Welche Rolle spielen alte Rollenbilder und intolerante Haltungen?
Warum empfinden junge Menschen das Handwerk oft als unattraktiv?
Neben geschlechterspezifischer Diskriminierung berichten viele Auszubildende über ein Betriebsklima, das von Hierarchie, autoritärem Führungsstil oder fehlender Offenheit geprägt ist. Drei häufige Problemmuster:
- Ablehnung neuer Ideen durch ältere Mitarbeitende
- Respektloser Umgang mit jungen Auszubildenden
- Verbreitung intoleranter oder abwertender Kommentare
Diese Beobachtungen stehen im Widerspruch zu aktuellen Anforderungen junger Generationen. Studien wie der Ausbildungsmonitor der Friedrich-Ebert-Stiftung zeigen, dass Werte wie Mitbestimmung, Anerkennung und kollegiale Kommunikation für Jugendliche entscheidend sind. Wo diese fehlen, entscheiden sich potenzielle Bewerber zunehmend gegen das Handwerk – und für alternative Karrierewege, z. B. im digitalen Dienstleistungssektor.

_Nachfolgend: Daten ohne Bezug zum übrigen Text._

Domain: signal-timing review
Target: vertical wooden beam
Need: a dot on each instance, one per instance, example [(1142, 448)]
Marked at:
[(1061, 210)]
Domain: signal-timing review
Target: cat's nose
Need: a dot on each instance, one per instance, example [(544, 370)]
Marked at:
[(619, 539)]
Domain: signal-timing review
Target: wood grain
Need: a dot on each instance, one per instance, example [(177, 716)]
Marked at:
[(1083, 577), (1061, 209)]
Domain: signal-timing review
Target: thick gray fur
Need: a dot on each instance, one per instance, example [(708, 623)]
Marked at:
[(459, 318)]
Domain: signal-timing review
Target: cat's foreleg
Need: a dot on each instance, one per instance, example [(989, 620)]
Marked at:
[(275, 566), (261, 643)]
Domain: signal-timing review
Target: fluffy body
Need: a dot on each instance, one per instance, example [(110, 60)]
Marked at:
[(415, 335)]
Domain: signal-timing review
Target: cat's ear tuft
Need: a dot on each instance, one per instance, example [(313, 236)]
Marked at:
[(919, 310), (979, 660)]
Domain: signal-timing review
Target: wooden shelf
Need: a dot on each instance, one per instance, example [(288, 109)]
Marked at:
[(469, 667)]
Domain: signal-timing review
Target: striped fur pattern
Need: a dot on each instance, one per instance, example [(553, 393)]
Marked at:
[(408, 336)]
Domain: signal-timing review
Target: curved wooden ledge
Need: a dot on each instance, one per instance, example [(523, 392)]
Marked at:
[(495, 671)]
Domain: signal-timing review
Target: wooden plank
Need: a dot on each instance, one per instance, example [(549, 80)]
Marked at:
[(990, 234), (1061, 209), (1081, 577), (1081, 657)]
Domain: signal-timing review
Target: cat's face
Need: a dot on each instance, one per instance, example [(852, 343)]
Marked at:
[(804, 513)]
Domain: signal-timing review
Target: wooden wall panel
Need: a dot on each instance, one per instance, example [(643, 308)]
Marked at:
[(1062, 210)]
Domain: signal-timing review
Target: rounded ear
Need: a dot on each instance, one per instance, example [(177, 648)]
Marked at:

Reicht betriebliche Veränderung aus – oder braucht es auch politische Unterstützung?
Welche Verantwortung trägt die Bildungspolitik?
Ein zentrales Problem liegt im gesellschaftlichen und schulischen Framing von beruflicher Bildung. Laut dem Deutschen Schulportal bewerten Lehrkräfte das Studium nach wie vor höher als eine Ausbildung – was sich in der Beratung und Berufsorientierung widerspiegelt. Der DGB fordert daher seit Jahren:
- Ausbau praxisnaher Berufsorientierung ab Klasse 7
- Förderung gendersensibler Berufsberatung
- Stärkung öffentlicher Kampagnen zur Wertschätzung des Handwerks
Zusätzlich braucht es rechtliche Rahmenbedingungen gegen Diskriminierung auf Betriebsebene, etwa in Form erweiterter Nachweispflichten oder verpflichtender Gleichstellungsmaßnahmen in Betrieben mit mehr als 15 Mitarbeitenden. Förderinstrumente wie das „Förderprogramm Frau und Beruf“ müssen stärker auf das Handwerk zugeschnitten werden.
Gibt es bereits positive Entwicklungen in der Branche?
Welche Handwerksbetriebe setzen auf Diversität und moderne Strukturen?
Zahlreiche kleine und mittlere Handwerksbetriebe haben den Handlungsbedarf erkannt und setzen auf Reformen:
- Betriebe wie die Schreinerei Trübel in Hessen bieten geschlechtergerechte Ausbildungsplätze an, inklusive Mentoring durch erfahrene Handwerkerinnen.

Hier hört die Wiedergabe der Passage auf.